22/07/2020

Introduction

This project involved using the dataset provided by SwiftKey to do prediction of next word in a phrase which a user types in the mobile handset. The dataset consisted of text which was taken from twitter, news and blogs written in English language. This dataset was used to form the corpus - a body of text ususally consisting of large number of sentences.

Algorithm Development

The algorithm was developed to predict the next word in a user-entered phrase, which was base on classic N-gram model using a subset of cleaned data from blogs, twitter and news Internet files. Maximum Likelihood Estimation (MLE) of unigrams, bigrams and trigrams were computed.

To improve accuracy, (Jerlinek-Mercer smoothing)[http://www.ee.columbia.edu/~stanchen/papers/h015l.final.pdf] was used in the algorithm,combining trigram, bigram, and unigram probabilities. Where interpretation failed, part-of-speech tagging (POST)[http://en.wikipedia.org/wiki/Part-of-speech_tagging] was used to provide default predictions by part of speech. Suggested word completion was based on the unigrams.
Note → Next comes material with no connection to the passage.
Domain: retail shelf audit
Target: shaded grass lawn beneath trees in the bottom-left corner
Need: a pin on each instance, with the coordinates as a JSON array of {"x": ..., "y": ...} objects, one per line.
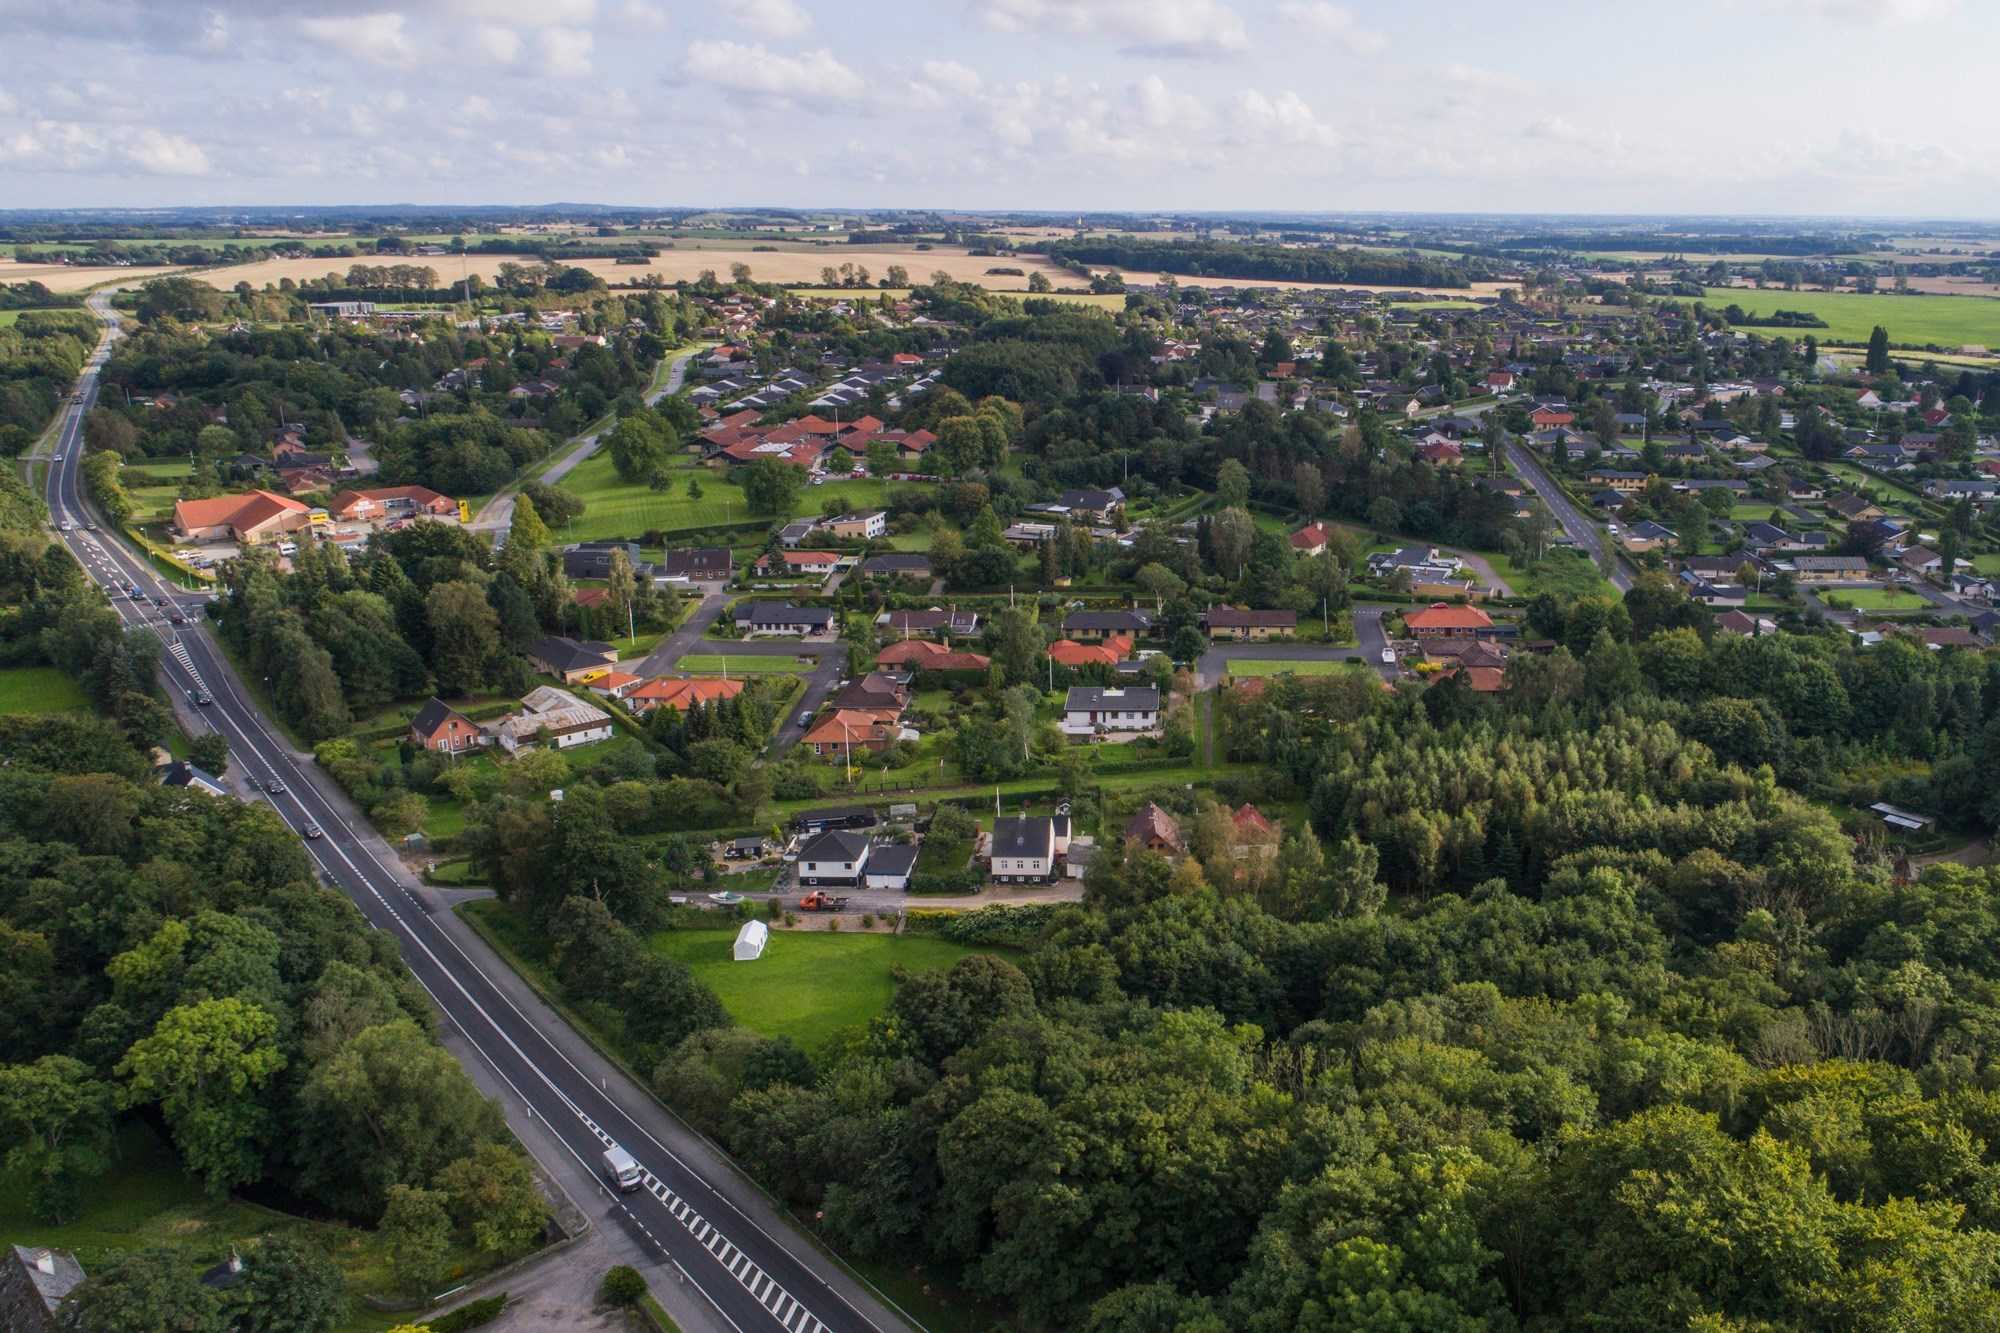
[{"x": 147, "y": 1200}]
A profanity filter was also utilized on all output using a list of bad words.

The Shiny Application

Using the algorithm, a Shiny application was developed that accepts a phrase as input, suggests word completion from the unigrams, and predicts likely next word based on the linear interploation of trigrams, bigrams and unigrams. The web-based application can be found (here)[https://saif178.shinyapps.io/text_predictor/]. The source files for this application, the data creation, and this presentation can be found (here)[https://github.com/Saif178/Capstone].

Using the Application

Use of the application is straightforward and can be easily adapted to many educational and commercial uses. The user begins just by typing some text without punctuation in the supplied input box. As the user types, the text is echoed in the field below along with a suggested word completion. At the bottom of the screen, the predicted next word in the phrase is shown.